Other new initiatives helped enhance learning experiences. In one example, law school students have begun working with The Carter Center's Human Rights Program to help research alleged human rights violations. "Being able to apply what they learn in class to actual situations throughout the world is an incredible advantage for these students," said law school Dean Howard Hunter. "Such an experience would not be possible without our link to The Carter Center."
Each year, over half of the more than 100 participants in Carter Center internship and graduate assistanceship programs are Emory students.
Misrak Makonnen, a graduate student in the School of Public Health, traveled to Ethiopia earlier this year with members of the Center's Global 2000 Program to complete fieldwork toward her master's thesis on the global eradication of Guinea worm, a project lead by the Center."On my trip I interviewed more than 500 villagers and learned so much by applying what I learned in the classroom to situations in the field. The experience was truly invaluable," said Makonnen.
Ian Jefferson accompanied a member of the Center's Conflict Resolution Program to Estonia last year to observe a workshop on Russian integration. "I gained so much from it that I wrote my honors thesis on citizenship issues in Estonia," Jefferson said. "I plan a career in international relations and my overall internship at The Carter Center-aside from the trip-was a major influence in that decision."
Links between faculty and staff have also been enhanced. Through the liaison program, 15 faculty have begun working with Carter Center programs, thereby merging Emory's academic and scholarly mission with the Center's action-oriented and interventionist agenda.
In many ways such collaborations are just a beginning. A minor in violence studies will be added to the University's curriculum this fall. It's purpose is to bring a new dimension to students' conception of violence and ways to prevent it.
Additionally, Joyce Neu, associate director of the Conflict Resolution Program, is exploring the possibility of adding an undergraduate minor in conflict prevention and resolution. "Working with Emory faculty has helped lead to new ways of sharing principles of conflict resolution with students," said Neu. "If we can provide a new generation with more peaceful ways of addressing conflict, then when these students attain leadership positions, they will be able to handle conflict more creatively and constructively."
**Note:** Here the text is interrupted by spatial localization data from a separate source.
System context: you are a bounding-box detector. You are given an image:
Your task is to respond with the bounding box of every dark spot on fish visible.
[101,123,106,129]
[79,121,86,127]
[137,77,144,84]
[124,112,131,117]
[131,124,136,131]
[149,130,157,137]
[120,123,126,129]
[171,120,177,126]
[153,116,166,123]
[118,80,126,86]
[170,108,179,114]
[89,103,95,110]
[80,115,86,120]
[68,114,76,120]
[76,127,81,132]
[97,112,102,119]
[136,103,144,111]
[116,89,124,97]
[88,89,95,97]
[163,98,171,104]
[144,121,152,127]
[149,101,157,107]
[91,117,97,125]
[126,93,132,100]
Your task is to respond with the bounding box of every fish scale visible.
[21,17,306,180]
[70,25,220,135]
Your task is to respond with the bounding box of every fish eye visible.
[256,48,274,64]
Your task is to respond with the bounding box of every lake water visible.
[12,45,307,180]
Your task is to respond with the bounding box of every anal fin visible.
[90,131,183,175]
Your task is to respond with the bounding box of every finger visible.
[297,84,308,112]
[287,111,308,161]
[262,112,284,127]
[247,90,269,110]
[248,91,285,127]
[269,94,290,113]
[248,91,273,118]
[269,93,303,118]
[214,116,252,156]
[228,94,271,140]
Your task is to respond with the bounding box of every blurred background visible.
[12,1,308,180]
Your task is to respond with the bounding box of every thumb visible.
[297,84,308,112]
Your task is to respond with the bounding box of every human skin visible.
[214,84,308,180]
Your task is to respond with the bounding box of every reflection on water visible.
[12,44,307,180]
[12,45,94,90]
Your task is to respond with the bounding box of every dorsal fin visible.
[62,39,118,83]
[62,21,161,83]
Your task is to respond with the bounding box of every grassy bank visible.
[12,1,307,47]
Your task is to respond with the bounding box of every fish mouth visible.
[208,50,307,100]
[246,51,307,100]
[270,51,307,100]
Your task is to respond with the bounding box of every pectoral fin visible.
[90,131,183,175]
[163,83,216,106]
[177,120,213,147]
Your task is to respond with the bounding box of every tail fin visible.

Beverly Schaffer, a professor of economics who is working with Neu on this proposal, agreed. "We need to teach lessons of peace and this minor would provide a good start," she said.
If it is true that "great minds think alike," then future collaborations between Emory and The Carter Center will undoubtedly bring both institutions closer to separate, yet shared optimum goals-achieving academic excellence and helping create a world at peace.
Ann Carney is communications associate at The Carter Center.